植物としてのホップはアサ科(Cannabaceae)の植物で、歴史的にビールに使用されてきたホップは Humulus lupulus という学名で呼ばれる種に分類されています。
植物学の世界では、1859年に出版されたダーウィンの「種の起源」以降、植物の見た目や形態などの類似性をもとに理論的に植物の分類を整理してきました。
ドイツのエングラー(Adolf Engler)の学説を引き継いだ「新エングラー体系」や、クロンキスト(Arther Cronquist)が1988年に発表した「クロンキスト体系」といった20世紀における植物分類の大家によって構築された分類体系があります。
近年、遺伝子を分析する技術が確立され、DNAやRNAの塩基配列を解析することで実証的に植物の系統樹をつくるAPG(Angiosperm Phylogeny Group)=被子植物系統研究グループの「APG植物分類体系」に移行しつつあります。
APGの成果をもとにした分類体系は1998年に「APG System」発表され、2003年に「APG II」、2009年に「APG III」として改訂版が発表されています。
THE ANGIOSPERM PHYLOGENY GROUP. 2009.
“An update of the Angiosperm Phylogeny Group classification for the orders and families of flowering plants: APG III”
ホップも旧来の体系では、イラクサ目(Urticales)のアサ科(Cannabaceae)に分類されていましたが、APG植物分類体系ではバラ目(Rosales)のアサ科として分類されるようになっています。
もともとは新エングラー体系のクワ科(Moraceae)に分類されていましたが、クロンキスト体系においてアサ科としてアサ属(Cannabis)とカラハナソウ属(Humulus)が分離されました。
APG植物分類体系ではニレ科(Ulmaceae)のエノキ属(Celtis)や、ムクノキ属(Aphananthe)などもアサ科として整理され、10種類の属が含まれるようになりました。
カラハナソウ属には3種類の種(Species)があります。
- Humulus lupulus L.
- Humulus japonicus Siebold & Zucc.
- Humulus yunnanensis Hu
植物の種は二名法(binominal nomenclature)というラテン語表記で属名と種名を組み合わせて表現されます。ホップであれば「Humulus lupulus」となります。
その後ろに学名を発表した命名者を付与することがあり、「L.」はカール・フォン・リンネ(Carl von Linné)、「Zucc.」はヨーゼフ・ゲアハルト・ツッカリーニ(Josepf Gerhard Zuccarini)の略語になります。
Humulus japonicus は日本や中国、台湾などに生息している植物で、カナムグラ(鉄葎)という和名があります。日本でも道端や荒れ地に自生しており、秋の花粉症の一因になっています。

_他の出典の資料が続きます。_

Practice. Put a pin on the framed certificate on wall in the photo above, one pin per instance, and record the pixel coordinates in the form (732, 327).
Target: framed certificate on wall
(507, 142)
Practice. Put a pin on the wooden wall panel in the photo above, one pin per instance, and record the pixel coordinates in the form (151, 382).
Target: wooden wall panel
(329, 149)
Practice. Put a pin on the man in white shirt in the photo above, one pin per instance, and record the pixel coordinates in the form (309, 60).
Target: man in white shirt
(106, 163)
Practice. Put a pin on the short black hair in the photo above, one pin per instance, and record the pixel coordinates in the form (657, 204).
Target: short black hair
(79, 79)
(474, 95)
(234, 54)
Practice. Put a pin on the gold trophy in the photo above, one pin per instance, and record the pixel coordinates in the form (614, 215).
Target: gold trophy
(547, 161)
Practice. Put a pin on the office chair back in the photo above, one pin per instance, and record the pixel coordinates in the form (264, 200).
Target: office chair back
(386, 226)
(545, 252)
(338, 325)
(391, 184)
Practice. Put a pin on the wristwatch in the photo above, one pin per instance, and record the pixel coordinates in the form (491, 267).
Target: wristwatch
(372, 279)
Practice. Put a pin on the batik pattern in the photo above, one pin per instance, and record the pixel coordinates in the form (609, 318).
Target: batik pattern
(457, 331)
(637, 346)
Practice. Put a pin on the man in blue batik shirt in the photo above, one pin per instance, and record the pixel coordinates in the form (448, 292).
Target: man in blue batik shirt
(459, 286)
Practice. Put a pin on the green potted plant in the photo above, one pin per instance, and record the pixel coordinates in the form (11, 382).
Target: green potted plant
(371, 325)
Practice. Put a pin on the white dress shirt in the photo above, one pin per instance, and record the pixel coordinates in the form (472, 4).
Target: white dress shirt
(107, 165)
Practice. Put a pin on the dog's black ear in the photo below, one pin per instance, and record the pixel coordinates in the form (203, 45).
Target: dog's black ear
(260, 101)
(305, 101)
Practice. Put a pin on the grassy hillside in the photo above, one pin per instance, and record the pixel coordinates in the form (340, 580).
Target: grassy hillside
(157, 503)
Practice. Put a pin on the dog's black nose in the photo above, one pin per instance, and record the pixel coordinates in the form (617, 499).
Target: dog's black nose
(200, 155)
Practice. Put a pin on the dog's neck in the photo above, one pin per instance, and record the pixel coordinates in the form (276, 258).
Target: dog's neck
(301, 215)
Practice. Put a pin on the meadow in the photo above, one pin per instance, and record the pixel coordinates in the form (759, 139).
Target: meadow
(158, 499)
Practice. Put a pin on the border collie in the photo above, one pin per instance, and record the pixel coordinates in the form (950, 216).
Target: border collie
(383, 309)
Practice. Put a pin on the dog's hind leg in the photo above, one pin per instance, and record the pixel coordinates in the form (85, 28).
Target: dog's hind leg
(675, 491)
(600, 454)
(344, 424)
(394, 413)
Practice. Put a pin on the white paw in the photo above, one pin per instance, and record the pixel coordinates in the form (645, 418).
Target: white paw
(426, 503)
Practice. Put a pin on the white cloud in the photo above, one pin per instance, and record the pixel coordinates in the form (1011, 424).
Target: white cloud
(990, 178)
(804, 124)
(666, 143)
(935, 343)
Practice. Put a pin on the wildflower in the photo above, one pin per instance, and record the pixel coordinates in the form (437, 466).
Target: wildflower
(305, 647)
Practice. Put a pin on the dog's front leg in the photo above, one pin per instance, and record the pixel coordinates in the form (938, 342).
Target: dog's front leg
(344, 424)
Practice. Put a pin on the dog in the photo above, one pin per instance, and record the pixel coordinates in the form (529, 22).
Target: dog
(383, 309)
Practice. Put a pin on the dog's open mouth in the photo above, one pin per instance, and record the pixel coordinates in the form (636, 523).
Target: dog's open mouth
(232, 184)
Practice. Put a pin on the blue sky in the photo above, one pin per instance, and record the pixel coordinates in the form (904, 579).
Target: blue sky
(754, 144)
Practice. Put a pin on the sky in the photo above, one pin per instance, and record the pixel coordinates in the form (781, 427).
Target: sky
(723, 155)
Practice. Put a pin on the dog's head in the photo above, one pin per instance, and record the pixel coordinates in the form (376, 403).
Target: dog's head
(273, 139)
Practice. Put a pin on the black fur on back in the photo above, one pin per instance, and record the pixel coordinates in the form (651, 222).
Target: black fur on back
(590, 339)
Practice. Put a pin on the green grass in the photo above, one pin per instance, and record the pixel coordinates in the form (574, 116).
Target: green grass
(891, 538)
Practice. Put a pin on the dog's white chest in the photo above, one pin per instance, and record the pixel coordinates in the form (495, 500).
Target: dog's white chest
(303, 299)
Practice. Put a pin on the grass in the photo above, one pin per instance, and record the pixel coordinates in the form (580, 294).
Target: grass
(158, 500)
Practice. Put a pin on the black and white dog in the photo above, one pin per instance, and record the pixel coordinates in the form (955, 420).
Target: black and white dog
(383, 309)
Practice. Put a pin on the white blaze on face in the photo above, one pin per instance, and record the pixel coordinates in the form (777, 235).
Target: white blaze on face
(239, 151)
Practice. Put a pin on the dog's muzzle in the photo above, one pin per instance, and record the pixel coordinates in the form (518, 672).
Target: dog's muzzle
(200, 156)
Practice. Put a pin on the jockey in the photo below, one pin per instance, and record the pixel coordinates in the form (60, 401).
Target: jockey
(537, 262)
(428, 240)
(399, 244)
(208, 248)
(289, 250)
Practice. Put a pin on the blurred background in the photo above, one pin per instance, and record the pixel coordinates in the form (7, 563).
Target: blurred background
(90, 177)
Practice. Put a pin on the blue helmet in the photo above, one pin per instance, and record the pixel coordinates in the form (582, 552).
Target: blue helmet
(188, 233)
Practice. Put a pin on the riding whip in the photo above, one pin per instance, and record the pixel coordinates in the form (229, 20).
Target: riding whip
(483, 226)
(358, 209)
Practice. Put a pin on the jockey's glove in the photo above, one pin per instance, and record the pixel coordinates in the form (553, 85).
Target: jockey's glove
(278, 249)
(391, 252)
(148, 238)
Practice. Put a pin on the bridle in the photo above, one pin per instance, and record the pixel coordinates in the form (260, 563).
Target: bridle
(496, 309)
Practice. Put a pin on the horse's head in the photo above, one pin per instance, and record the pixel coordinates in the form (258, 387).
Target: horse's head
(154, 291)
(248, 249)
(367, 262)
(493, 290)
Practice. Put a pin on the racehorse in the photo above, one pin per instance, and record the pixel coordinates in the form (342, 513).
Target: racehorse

Humulus yunnanensis は中国を中心に生息している植物です。
Humulus lupulus は1978年に、アーネスト・スモール(Ernest Small)により783種類の植物標本をもとに5つの変種(Varieties)に整理されました。
Ernest Small. 1978.
“A numerical and nomenclatural analysis of morpho-geographical taxa of Humulus"
- Humulus lupulus var. cordifolius
- Humulus lupulus var. lupulus
- Humulus lupulus var. lupuloides
- Humulus lupulus var. neomexicanus
- Humulus lupulus var. pubescens
ビールに使用されているホップは、ヨーロッパや西アジアを中心とした北半球一帯に生息している「Humulus lupulus var. lupulus」になります。
ザーツやカスケードなどは、ホップの品種で、数百種類あります。
他の種についても栽培や研究が進められており、Humulus lupulus var. neomexicanus を使用したシエラネバダ(SIERRA NEVADA)の「Harvest Wild Hop IPA」など、実際に製品として使用されている例もあります。
Humulus lupulus var. neomexicanus の雌株と不明種の雄株からうまれたHBC-438といったホップがアメリカで注目を集めています。
国産ホップでも「南部早生」という品種は、Bullionとneomexicanusを交配させた品種になっています。
今後まだまだ未知のフレーバーをうみだすホップが登場することが期待できますね。